Citing the pivotal role of the International Monetary Fund (IMF) Programme, the UK-based firm forecasts that Ghana’s currency will benefit, setting it apart from the trajectory anticipated for only five other African nations—namely Egypt, Sudan, Ethiopia, Angola, and Zimbabwe—expected to undergo double-digit depreciation in 2024.
“The Central and West African countries that make up the CFA franc zone will experience currency appreciation in 2024. The currencies of most other African countries will depreciate next year, with five experiencing double-digit depreciation: Egypt, Sudan, Ethiopia, Angola, and Zimbabwe,” states the EIU.
Despite an overall projection of currency depreciation against the US dollar across much of Africa, the report offers a glimmer of optimism, anticipating a moderation in the extent of adjustments compared to the preceding year.
However, the domestic scenario paints a contrasting picture, with the cedi currently trading at GHS 12.18 in the retail market. Heightened demand driven by corporates and importers in the lead-up to the festive season continues to exert pressure.

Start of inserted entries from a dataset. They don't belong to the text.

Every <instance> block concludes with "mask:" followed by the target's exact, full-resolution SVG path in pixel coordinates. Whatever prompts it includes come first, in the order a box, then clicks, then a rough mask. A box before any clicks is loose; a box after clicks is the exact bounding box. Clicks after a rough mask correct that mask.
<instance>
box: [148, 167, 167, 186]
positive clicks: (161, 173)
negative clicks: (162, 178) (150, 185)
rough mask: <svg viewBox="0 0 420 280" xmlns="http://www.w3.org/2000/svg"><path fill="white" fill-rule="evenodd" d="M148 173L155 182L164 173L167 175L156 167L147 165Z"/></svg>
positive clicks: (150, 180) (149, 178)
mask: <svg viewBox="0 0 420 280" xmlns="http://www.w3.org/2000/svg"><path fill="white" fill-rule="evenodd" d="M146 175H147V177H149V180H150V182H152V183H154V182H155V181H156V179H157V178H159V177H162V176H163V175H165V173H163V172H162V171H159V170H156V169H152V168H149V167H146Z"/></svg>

Looking ahead, market dynamics hinge on the impending Cocoa Syndication Loan, eagerly anticipated following parliamentary approval. Investment firm, GCB Capital underscores the critical role of the loan’s timing and the release of the second tranche of the IMF funds in ensuring cedi stability for the remainder of the year.
As the curtains draw on the final quarter of 2023, industry analysts and market observers closely monitor the confluence of the cocoa syndication loan and the IMF bailout package’s second tranche, foreseeing a pivotal influence on the cedi’s performance in the immediate future.